We must show the set $S = \{x\in \mathbb{R}^n \:|\: f(x)\leq f(x_0) \}$ is bounded for some $x_0 \in \mathbb{R}^n$ where $f$ is strongly convex. That is, $||y||_2\leq C$ for some constant $C$ for all $y\in S$. When we say $f$ is strongly convex, this means the eigenvalues of the Hessian matrix $\nabla^2f$ are all positive and bounded as $0<m\leq \lambda \leq M$.
Because strongly convex functions can take on a variety of different shapes, there isn't a way to calculate an exact bound $C$. Instead, there are two main approachs. 1) Proof by contradiction and 2) Showing the set $S_0= \{x\in \mathbb{R}^n \:|\: f(x)=f(x_0)\}$ is bounded and also show that any vector with a length longer than this bound not in $S$.
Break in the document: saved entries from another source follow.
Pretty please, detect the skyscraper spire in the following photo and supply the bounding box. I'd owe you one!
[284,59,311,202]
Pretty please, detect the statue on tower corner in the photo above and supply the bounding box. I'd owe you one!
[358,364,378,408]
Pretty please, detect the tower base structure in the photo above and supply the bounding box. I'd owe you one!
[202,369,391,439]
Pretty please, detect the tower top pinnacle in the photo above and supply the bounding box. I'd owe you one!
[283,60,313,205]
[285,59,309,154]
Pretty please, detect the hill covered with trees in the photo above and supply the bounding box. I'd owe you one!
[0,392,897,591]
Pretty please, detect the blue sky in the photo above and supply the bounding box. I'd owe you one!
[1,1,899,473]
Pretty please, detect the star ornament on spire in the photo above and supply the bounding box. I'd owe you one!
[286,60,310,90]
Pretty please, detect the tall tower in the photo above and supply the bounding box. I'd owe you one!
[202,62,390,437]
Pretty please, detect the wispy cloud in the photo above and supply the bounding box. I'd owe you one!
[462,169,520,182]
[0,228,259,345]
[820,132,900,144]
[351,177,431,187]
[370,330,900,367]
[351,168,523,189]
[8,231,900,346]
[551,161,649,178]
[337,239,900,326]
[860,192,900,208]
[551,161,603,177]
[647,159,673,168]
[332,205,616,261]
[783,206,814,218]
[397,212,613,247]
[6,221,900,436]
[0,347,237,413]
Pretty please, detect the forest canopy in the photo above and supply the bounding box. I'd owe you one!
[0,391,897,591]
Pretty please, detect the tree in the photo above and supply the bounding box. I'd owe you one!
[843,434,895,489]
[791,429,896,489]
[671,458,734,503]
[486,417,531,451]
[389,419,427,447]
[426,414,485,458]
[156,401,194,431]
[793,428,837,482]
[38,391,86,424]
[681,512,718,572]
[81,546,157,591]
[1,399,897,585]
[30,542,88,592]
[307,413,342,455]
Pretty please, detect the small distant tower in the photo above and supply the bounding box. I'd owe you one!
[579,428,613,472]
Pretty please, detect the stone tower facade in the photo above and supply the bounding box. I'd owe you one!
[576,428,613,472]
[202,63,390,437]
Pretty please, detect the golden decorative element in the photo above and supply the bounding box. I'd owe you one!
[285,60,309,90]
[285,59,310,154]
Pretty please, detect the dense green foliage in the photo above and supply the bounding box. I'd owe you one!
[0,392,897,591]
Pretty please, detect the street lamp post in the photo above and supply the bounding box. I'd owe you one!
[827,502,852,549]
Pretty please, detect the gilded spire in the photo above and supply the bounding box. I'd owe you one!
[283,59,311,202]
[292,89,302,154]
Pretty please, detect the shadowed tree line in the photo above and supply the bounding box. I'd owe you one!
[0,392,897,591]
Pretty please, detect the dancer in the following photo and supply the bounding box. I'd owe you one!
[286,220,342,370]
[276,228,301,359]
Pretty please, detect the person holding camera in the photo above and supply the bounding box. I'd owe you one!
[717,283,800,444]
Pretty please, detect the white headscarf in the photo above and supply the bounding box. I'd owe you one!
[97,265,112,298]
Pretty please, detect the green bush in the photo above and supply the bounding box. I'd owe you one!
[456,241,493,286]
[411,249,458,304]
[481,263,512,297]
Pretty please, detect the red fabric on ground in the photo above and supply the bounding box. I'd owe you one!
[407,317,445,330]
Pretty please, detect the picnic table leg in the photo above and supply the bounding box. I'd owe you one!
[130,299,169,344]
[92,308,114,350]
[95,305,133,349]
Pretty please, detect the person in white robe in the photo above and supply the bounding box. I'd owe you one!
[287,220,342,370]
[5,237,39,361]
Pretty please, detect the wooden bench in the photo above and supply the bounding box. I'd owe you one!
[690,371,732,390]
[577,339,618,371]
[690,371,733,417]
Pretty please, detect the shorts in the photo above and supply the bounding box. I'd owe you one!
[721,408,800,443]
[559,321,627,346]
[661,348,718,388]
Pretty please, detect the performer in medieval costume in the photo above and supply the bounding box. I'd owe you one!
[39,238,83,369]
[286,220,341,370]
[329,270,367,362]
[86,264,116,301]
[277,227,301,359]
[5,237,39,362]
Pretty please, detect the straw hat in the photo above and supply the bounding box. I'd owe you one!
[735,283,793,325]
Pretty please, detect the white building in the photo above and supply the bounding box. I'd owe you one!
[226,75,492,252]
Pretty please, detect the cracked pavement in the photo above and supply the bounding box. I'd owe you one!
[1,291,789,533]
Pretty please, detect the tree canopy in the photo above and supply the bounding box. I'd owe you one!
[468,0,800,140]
From my understanding of a Hessian matrix given a point in $\mathbb{R}^n$, $(\nabla^2f)v$ is a vector that shows in what direction the gradient vector at this point is nudged as one travels in the direction $v$. If you travel in the direction of an eigenvector of $\nabla^2f$ then the gradient vector is nudged in the exact same direction. $f$ being strongly convex implies that at any point in the domain traveling in the direction of a vector $v$ will nudge the gradient vector in a direction similar to $v$ (same orthant).
I don't know where to go from here.
This result can be easily obtained through the following corollary: Given closed convex function $f$, if there exists one $\alpha_0$ such that non-empty level set $\{x \mid f(x) \leq \alpha_0\}$ is bounded, then every non-empty level set (i.e., $\{x \mid f(x) \leq \alpha\}$ for any $\alpha$) is also bounded.
This corollary is derived from the fact that all nonempty level sets of $f$ have the same recession cone.
Thus what we need to do is find a non-empty and bounded level set for function $f$. Obviously, due to the strongly convexity, the level set $\{x \mid f(x) \leq \min f(x)\}$ contains only one element and thus is bounded. Therefore, level set $\{x \mid f(x) \leq f(x_0)\}$ is bounded.
One can refer to Rackafaller's book ``Convex Analysis'' (Chapter 8) for more details.